Erkenden uyanıp mutfağa koştum. Minseok'un kahvaltı etmemesine hala alışamamıştım. Oysa onun için güzel bir masa hazırlamayı hayal ediyordum.
Onun için sert bir kahve hazırladım. Tam fincana koyarken kollarını belime sarıp çenesini omzuma yasladı.
"Günaydın bebeğim."
İlk kez söylediği bu sözcük nedensizce kalbimi ısıtmıştı. En azından elimdekileri tezgaha bırakıp ona dönmeme yetmişti.
"Günaydın."
"Bugün ne yapacağız?"
"İşim var."
"Hadi ama Sehun.. Bugün bize ait olsun."
"Uyuşturucuyu satan adamın adını öğrendim. Onu bulup dersini vereceğim."
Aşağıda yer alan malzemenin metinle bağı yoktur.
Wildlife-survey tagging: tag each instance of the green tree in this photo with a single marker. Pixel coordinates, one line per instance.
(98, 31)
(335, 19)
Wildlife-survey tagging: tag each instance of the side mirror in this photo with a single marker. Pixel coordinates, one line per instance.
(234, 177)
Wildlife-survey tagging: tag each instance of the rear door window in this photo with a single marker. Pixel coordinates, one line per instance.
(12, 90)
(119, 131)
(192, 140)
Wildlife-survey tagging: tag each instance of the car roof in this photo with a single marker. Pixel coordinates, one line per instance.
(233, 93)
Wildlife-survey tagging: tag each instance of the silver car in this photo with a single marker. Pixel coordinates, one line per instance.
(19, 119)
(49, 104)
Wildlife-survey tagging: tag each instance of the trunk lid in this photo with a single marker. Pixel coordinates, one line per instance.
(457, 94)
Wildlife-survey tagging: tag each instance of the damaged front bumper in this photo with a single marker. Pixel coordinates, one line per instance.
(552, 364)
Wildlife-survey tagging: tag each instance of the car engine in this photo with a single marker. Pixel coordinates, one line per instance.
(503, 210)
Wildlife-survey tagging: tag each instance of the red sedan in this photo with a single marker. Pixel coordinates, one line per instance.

"Bunu gece yaparsın. Bugün benimsin."
"Hayır diyemem."
"O zaman.."
Dudaklarıma yaklaşacakken durdurdum.
"Hayır gecelerin korkulu rüyası. Orada dur bakalım."
"Nedenmiş?"
"Birlikte vakit geçireceğiz demiştik."
"Anladım. Özür dilerim.."
"Sadece sarıl hm?"
Kahvelerimizle koltuğa yayılıp televizyonu açtık. Yan koltukta duran yeşil battaniyeyi üzerimize çekip üzerime doğru uzandı ve göğsüme sokuldu.
"Arınmış hissediyorum."
"Huh?"
"Sana dokunduğumda.. Arınmış hissediyorum.. Yaptığım tüm o kötü şeyler yok oluyor sanki."
"Aynı işi yapıyoruz."
Başını kaldırıp gözlerime baktı.
"Ama senin gözlerinde başka bir şey var Sehun. İçindeki saf ve temiz çocuk hala yaşıyor."
"O ne demek?"
"Ben içimde temiz bir yanım kaldığına inanmıyorum."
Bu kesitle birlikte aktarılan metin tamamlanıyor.